Az expected to add 153k jobs by 2019, with 80% in Maricopa County
Arizona is expected to gain almost 153,000 jobs between late 2017 and early 2019, with Maricopa County getting about 80 percent. Pima County will end up with 13,355 more jobs, or just under 9 percent of the state’s total.
But the fastest growth in the state – 4.4 percent – is expected to be in suburban Maricopa County, outside of Phoenix. The state’s capital city is projected to add just 23,048 jobs.
In making these projections, the Arizona Office of Economic Opportunity assumes there will be no serious economic disruptions such as trade disputes or wars, and continued consumer confidence, restrained government budgets, increases in medical costs and needs, and online shopping.
Doug Walls, research administrator for the state agency, also predicted a tighter labor market and more people chasing fewer jobs because Arizona’s unemployment rate is under five percent. That should help drive up wages.
Construction is expected to see the fastest percentage growth in Maricopa County (5.8 percent annualized) and Pima County (3.7 percent), particularly as housing permits increase.
But the second fastest growing industries are expected to be education and health services in Maricopa County (4.2 percent) and manufacturing in Pima County (3 percent).

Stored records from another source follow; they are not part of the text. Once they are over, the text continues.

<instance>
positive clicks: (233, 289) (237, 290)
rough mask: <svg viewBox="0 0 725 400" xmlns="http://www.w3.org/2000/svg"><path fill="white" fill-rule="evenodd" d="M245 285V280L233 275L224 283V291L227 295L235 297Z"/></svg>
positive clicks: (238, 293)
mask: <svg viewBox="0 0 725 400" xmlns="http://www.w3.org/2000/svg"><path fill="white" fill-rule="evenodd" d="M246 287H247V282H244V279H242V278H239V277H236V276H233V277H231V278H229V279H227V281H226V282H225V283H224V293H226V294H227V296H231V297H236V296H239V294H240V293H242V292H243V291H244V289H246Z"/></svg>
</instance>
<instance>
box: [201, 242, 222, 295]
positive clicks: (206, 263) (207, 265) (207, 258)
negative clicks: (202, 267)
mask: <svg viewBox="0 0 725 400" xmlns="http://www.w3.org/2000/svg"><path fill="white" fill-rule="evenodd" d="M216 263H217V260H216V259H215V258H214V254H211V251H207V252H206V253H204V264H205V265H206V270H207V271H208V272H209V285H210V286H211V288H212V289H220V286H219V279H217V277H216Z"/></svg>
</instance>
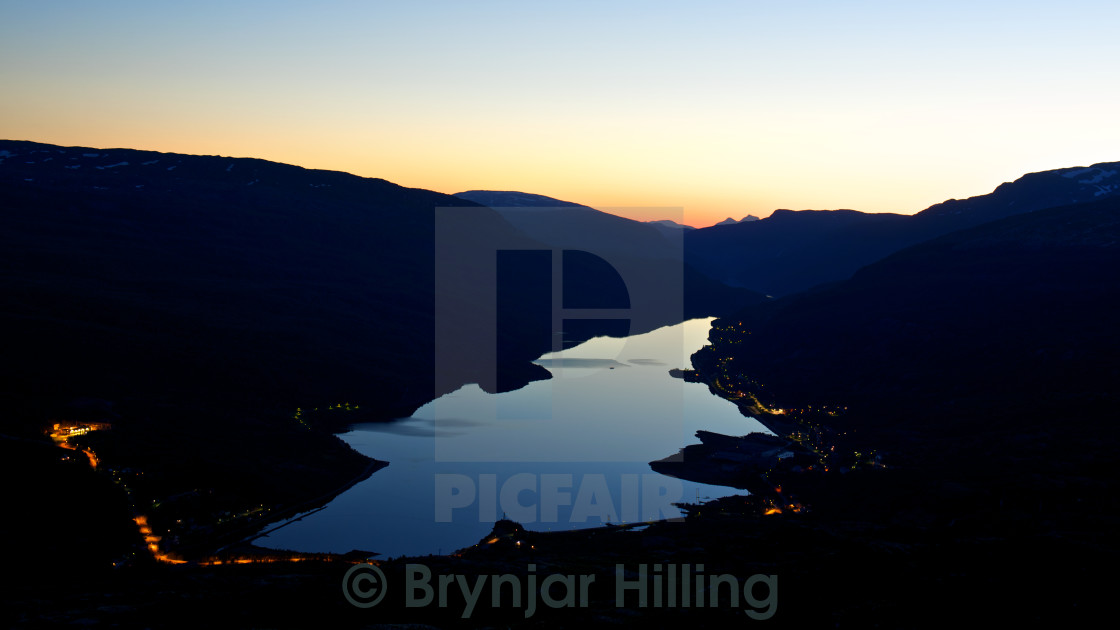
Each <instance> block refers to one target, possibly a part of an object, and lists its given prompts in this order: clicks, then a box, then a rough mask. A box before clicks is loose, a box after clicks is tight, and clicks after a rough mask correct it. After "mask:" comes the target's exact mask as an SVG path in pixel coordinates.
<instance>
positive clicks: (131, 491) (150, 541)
mask: <svg viewBox="0 0 1120 630" xmlns="http://www.w3.org/2000/svg"><path fill="white" fill-rule="evenodd" d="M357 409H358V406H357V405H351V404H349V402H339V404H335V405H327V406H325V407H321V408H319V407H315V408H312V409H311V411H320V410H323V411H329V410H342V411H355V410H357ZM305 414H306V411H305V410H304V409H301V408H297V409H296V413H295V414H293V415H292V419H295V420H296V421H298V423H299V424H300V425H301V426H304V427H305V428H308V429H310V428H311V427H310V425H309V424H308V423H307V420H306V419H305V418H304V415H305ZM110 429H112V424H111V423H93V421H58V423H53V424H52V426H50V428H49V429H47V432H46V433H47V435H49V436H50V438H52V441H54V443H55V444H56V445H57V446H59V447H62V448H65V450H67V451H73V452H75V453H82V454H83V455H84V456H85V457H86V458H87V461H88V464H90V467H92V469H93V470H94V471H97V472H99V473H103V474H108V475H110V476H111V478H112V480H113V483H114V484H115V485H116V487H119V488H120V489H121V490H122V491H123V492H124V495H125V498H127V499H128V504H129V510H130V511H131V512H132V521H133V522H134V524H136V527H137V531H138V532H139V535H140V538H141V539H142V540H143V549H144V550H146V553H147V554H148V555H149V556H150V557H151V558H152V559H155V560H156V562H158V563H164V564H188V563H189V564H196V565H202V566H217V565H225V564H250V563H276V562H304V560H309V559H317V560H338V559H340V558H338V557H336V556H333V555H330V554H295V553H284V552H276V553H268V554H254V555H246V556H237V555H230V554H224V555H221V556H217V555H215V556H207V557H203V558H197V559H190V560H188V559H186V558H185V557H183V556H181V555H180V554H177V553H176V550H175V549H174V547H175V543H176V541H177V540H178V536H177V535H175V534H174V532H172V531H171V530H170V528H165V529H164V530H162V531H161V532H159V534H157V532H156V531H155V529H153V527H152V524H151V521H150V518H149V515H148V513H144V510H143V509H141V502H140V501H138V499H137V493H136V492H134V491H133V488H132V487H131V485H130V483H129V481H130V480H131V479H139V478H142V476H143V474H144V473H143V471H138V470H134V469H118V467H112V466H109V465H102V461H101V458H100V457H97V455H96V453H94V451H93V448H92V447H91V446H88V445H82V444H76V443H75V442H74V441H75V439H76V438H81V437H82V436H85V435H88V434H91V433H94V432H106V430H110ZM69 457H71V455H68V454H67V455H64V456H63V458H64V460H69ZM143 504H144V506H147V507H150V508H151V509H158V508H159V507H160V504H161V501H160V500H159V499H152V500H150V501H143ZM271 512H272V508H271V507H268V506H264V504H262V503H259V504H255V506H246V507H244V509H242V510H241V511H239V512H228V511H225V512H222V513H220V515H216V516H215V518H214V525H230V524H235V522H240V521H244V522H250V521H252V520H253V519H258V518H264V519H267V518H268V517H269V516H270V513H271ZM175 525H177V526H179V527H186V526H184V524H183V521H181V519H177V520H176V522H175ZM136 558H137V552H131V553H129V554H128V555H127V556H124V557H122V558H118V559H116V560H115V562H114V563H113V564H114V566H123V565H125V564H129V563H130V562H132V560H133V559H136ZM346 562H357V560H346Z"/></svg>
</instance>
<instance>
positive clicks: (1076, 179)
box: [684, 163, 1120, 296]
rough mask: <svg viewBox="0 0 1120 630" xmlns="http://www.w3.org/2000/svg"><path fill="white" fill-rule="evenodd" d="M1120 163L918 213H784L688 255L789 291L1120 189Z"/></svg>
mask: <svg viewBox="0 0 1120 630" xmlns="http://www.w3.org/2000/svg"><path fill="white" fill-rule="evenodd" d="M1118 173H1120V163H1108V164H1098V165H1094V166H1091V167H1075V168H1062V169H1056V170H1047V172H1043V173H1034V174H1029V175H1025V176H1023V177H1020V178H1018V179H1016V180H1015V182H1012V183H1008V184H1002V185H1000V186H999V187H998V188H996V189H995V191H993V192H992V193H989V194H987V195H979V196H974V197H970V198H967V200H950V201H946V202H943V203H940V204H936V205H934V206H931V207H928V209H926V210H924V211H922V212H920V213H917V214H916V215H913V216H906V215H900V214H889V213H862V212H857V211H851V210H838V211H790V210H778V211H775V212H774V213H773V214H772V215H771V216H768V217H766V219H763V220H760V221H753V222H739V223H735V224H728V225H715V226H711V228H703V229H700V230H696V231H691V232H689V233H688V234H685V237H684V250H685V260H688V261H689V263H690V265H692V266H693V267H696V268H697V269H698V270H700V271H701V272H703V274H707V275H708V276H710V277H712V278H715V279H718V280H720V281H722V282H726V284H728V285H732V286H739V287H746V288H749V289H753V290H757V291H762V293H764V294H767V295H773V296H782V295H788V294H792V293H796V291H801V290H805V289H808V288H810V287H813V286H815V285H819V284H822V282H831V281H837V280H843V279H846V278H848V277H850V276H851V275H852V274H853V272H855V271H856V270H857V269H859V268H860V267H864V266H865V265H869V263H871V262H875V261H876V260H879V259H880V258H883V257H885V256H887V254H889V253H892V252H895V251H898V250H899V249H902V248H904V247H908V245H912V244H916V243H920V242H922V241H925V240H928V239H932V238H934V237H937V235H941V234H946V233H949V232H953V231H955V230H962V229H965V228H969V226H972V225H979V224H981V223H987V222H989V221H993V220H997V219H1001V217H1004V216H1011V215H1015V214H1021V213H1026V212H1033V211H1036V210H1042V209H1045V207H1053V206H1056V205H1064V204H1070V203H1079V202H1086V201H1094V200H1101V198H1108V197H1111V196H1116V195H1118V194H1120V177H1117V174H1118Z"/></svg>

The projections are for the third quarter of 2017 through the first quarter of 2019.
Educational requirements for jobs
It appears from the projections that four-year college degrees are not necessarily the fastest ticket to a job. The fastest growth – 6.4 percent—is expected to be in jobs that require at least a two-year-associates degree or a post-secondary, non-degree award such as a trade-school certificate.
The breakdown:
- No formal education, 4.7%
- High school diploma or equivalent, 5%
- Some college, no degree, 3%
- Postsecondary, non-degree, 6.4%
- Associate’s degree, 6.4%
- Bachelor’s degree, 5.6%
- Master’s degree, 5.9%
- Doctoral or professional degree, 6%
Fastest growing industries
Three industries are expected to hire at a faster pace in the 2017-2019 period in Arizona than they did in the previous two-year period: health care, manufacturing and mining.
The health care and social assistance sector is at the top. Walls said that is because Arizona is among the top 10 states for having the most people 55 and older and has a lot of older seasonal residents. Also, medical costs are rising nationwide. That industry will probably need about 35,500 more workers for the two years, for an annualized 4.6 percentage growth.
While manufacturing is expected to do better in Arizona, Walls declined to attribute that to specific federal budgets or increases in federal spending. Raytheon in November 2016 announced plans to add 2,000 jobs to its Tucson missile plant over the next five years. The plant then had more than 10,000 employees.
Manufacturers are expected to add almost 7,900 workers statewide over the two years, compared to about 4,100 added in previous two years
And thanks to rising copper prices, mining companies are expected to grow a bit — just 336 workers over that 2017-2019 period. But that is better than the four-percent loss of about 1,000 workers in the previous two years.
One major industry that won’t add employees as fast — only about one percent a year — is retail. Online purchases as a share of all retail purchases has steadily grown over the decade and now accounts for about nine percent. One major exception is home improvement and garden supply stores, where customers still prefer to go to brick-and-mortar stores.
The office and administrative support occupation, a broad sector that includes clerks to office managers, will need the largest number of employees, 20,298 over the two-year period. Because of high turnover, it is also expected to offer the largest number of job openings, about 134,000.